Severity. Required before video. Wave 1.

H4 — W12: SignalMessage versioning

Current. Bincode-serialized enum. #[serde(default, skip_serializing_if)] handles field additions; variant removals or semantic changes are unsafe.

Action.

  • Every variant gains version: u8 as its first field.
  • Add SignalMessage::Unknown { version, raw: Bytes } to absorb future unknown variants gracefully.
  • Decode path: unknown variant → log + drop, do not close session.

Severity. Future-proofing. Wave 3.

H5 — W3: timestamp_ms rebase documentation

Current. Behavior at rekey (every 65,536 packets, ~22 min) is not documented.

Decision (this PRD). timestamp_ms is monotonic across rekeys — it does not reset. Rekey changes only the cryptographic key material; sequence and timestamp are session-scoped, not key-scoped.

Action.

  • Document in WZP-SPEC.md and inline in packet.rs doc comments.
  • Add a test that performs a rekey mid-session and asserts timestamp_ms continuity.

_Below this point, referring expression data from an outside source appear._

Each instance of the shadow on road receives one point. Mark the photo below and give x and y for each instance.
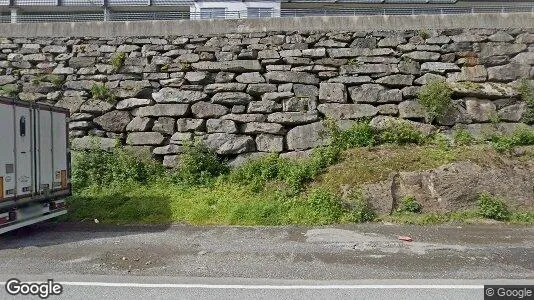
(55, 233)
(144, 209)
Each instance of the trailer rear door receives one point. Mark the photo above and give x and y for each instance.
(23, 150)
(7, 152)
(59, 150)
(44, 150)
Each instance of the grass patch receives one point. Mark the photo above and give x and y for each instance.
(117, 60)
(435, 98)
(520, 137)
(102, 92)
(221, 203)
(526, 91)
(118, 187)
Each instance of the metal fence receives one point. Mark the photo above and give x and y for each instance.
(109, 15)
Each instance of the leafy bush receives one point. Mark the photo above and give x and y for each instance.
(117, 60)
(360, 134)
(409, 204)
(359, 210)
(294, 173)
(198, 164)
(101, 168)
(492, 208)
(527, 94)
(435, 98)
(327, 208)
(102, 92)
(401, 133)
(423, 33)
(9, 90)
(462, 137)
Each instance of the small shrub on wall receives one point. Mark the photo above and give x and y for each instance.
(435, 98)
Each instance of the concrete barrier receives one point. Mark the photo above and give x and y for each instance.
(188, 27)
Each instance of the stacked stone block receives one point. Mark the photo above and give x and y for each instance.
(267, 91)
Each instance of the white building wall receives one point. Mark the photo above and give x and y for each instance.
(234, 9)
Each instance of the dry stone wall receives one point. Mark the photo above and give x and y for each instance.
(250, 93)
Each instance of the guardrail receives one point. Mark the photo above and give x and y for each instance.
(109, 15)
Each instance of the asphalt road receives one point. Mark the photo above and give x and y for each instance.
(186, 262)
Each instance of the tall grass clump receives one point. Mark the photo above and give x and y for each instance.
(435, 98)
(117, 167)
(526, 91)
(198, 165)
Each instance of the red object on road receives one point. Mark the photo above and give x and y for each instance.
(405, 238)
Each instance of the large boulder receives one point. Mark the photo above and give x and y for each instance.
(230, 66)
(131, 103)
(203, 110)
(145, 138)
(386, 122)
(270, 143)
(291, 77)
(332, 92)
(397, 80)
(139, 124)
(260, 127)
(454, 187)
(170, 95)
(509, 72)
(345, 111)
(227, 144)
(480, 110)
(163, 110)
(96, 107)
(114, 121)
(92, 143)
(306, 136)
(292, 118)
(487, 90)
(231, 98)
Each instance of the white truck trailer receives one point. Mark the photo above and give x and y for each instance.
(34, 163)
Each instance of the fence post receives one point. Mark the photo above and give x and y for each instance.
(14, 15)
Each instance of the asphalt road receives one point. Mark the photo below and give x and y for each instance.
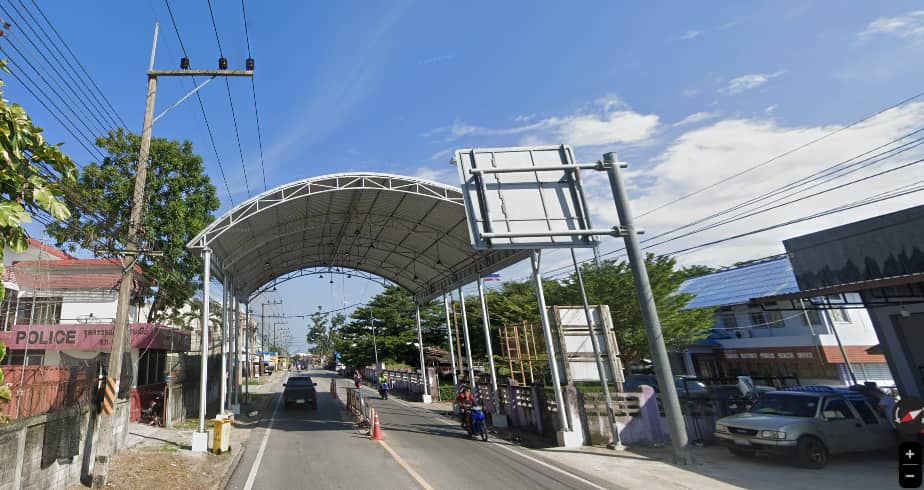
(321, 449)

Severity. Doc + test. Wave 3.

H6 — W13: RoomManager lock concurrency

Current. Single Mutex<RoomManager> acquired per packet by every participant for fan-out peer list. Serializes packet processing within a room.

Problem. At 1500 pps/sender for video, this is the dominant bottleneck.

Action.

  • Migrate to DashMap<RoomId, Arc<RwLock<Room>>>.
  • Per-room RwLock allows concurrent reads (fan-out peer list) and exclusive writes (join/leave/quality changes).
  • Fan-out path holds read lock; participant churn holds write lock.
  • Federation manager updated to match.

Severity. Required for video scale. Wave 3.

Migration safety.

  • Integration test suite (40 + 4 relay tests) must pass.
  • Federation tests must pass.
  • Trunking tests must pass.
  • Property-test: 100-participant room, 500 join/leave events, 10k packets — no panics, no missed forwards.

Implementation order

Wave Item Task
1 H1 (W5 AEAD binding) T1.4
1 H3 (W11 anti-replay per-stream) T1.5
1 H2 (W2 block_id widening) folded into PRD #1
3 H4 (W12 signal versioning) T3.3
3 H5 (W3 timestamp doc) T3.2
3 H6 (W13 RoomManager lock) T3.4

Acceptance criteria

  • All current tests pass post-hardening.
  • New tests: AEAD trailer tampering, rekey timestamp continuity, 100-participant property test, signal forward-compat decode.
  • No Prometheus regression in fan-out latency p99 after H6.

Effort

~4.5 engineer-days total (1.5 in Wave 1, 3 in Wave 3).